Fledgling Press, Edinburgh 2016
I'm grateful to the publisher for a copy of this book to review.
A boy wakes up on a train to Edinburgh.He is shocked to discover that no idea who he is or how he came to be on the train - and once off it, he finds himself immersed in the chaos of the Edinburgh Fringe. After a day of wandering the crowded streets, he falls asleep and is woken by the sound of bells tolling midnight - only to discover that is the night of The Calling - a magical yearly event when all the statues of the city come alive...
We don't learn the boy's name for some time, nor what led to him being on the train. Given the name Ed (short for "Ed Fest") he has to make friends among the statues and work out how to get home - and get himself out of the trouble he's in.
The statues are all duplicates of their originals - whether these were real people or creatures or imaginary ones (even fantastic, speculative creations like the Gormleys or the giraffe-like Dreaming Spires). They all have the prejudices and quirks that implies, and there's a lot of fun in, for example, the rivalry between the statues of Charles II and that of Queen Victoria. Edinburgh has a lot of statues, but sensibly, Caveney limits himself to a dozen or so of them (though this means we never get to meet John Knox which is a shame: perhaps he couldn't get out of New College) which makes things easier to manage.

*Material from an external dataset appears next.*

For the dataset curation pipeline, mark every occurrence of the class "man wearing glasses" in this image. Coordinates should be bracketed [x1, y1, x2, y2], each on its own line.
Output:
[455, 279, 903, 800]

The idea of statues coming alive - even for one night only - is definitely a creepy one and coping with it is a real challenge for Ed. They don't like the "softies" and don't want their secret revealed so Charlie - or King Charles II to give him the correct title - wants to have Ed executed, leading to some thrilling adventures in which the boy is aided by Sherlock Holmes. Caveney uses the opportunity to explain who many of the historical figures were, including James Clerk Maxwell, Prince Albert and William Wallace. I think this is an excellent way to introduce some fascinating historical characters and events and to explain why these were commemorated. (He also has Queen Victoria point out the injustice that few of the statues are of women). There is even a map so that the reader can find them: a good way to explore Edinburgh, I think (and bring the statues alive in a different sense!)
Behind all this there is, of course, the mystery of Ed's memory loss and this is where Sherlock really comes into his own, the book illustrating, again, some of Holmes' ways of solving crimes and of working out what had happened. And of course it's useful to have seven foot bronze statue with you when the bad guys start firing arrows...
All in all a fun book, conveying the atmosphere of Edinburgh during the Festival in an unusual and entertaining way. It would be a good companion if you're visiting the city with children and want a bit more than the guidebooks offer, perhaps as a break from Festival-going or a way to structure a wander round. Ed is a resourceful hero who isn't above putting even the most crusty old statue in their place, but he learns a great deal in the course of his adventure.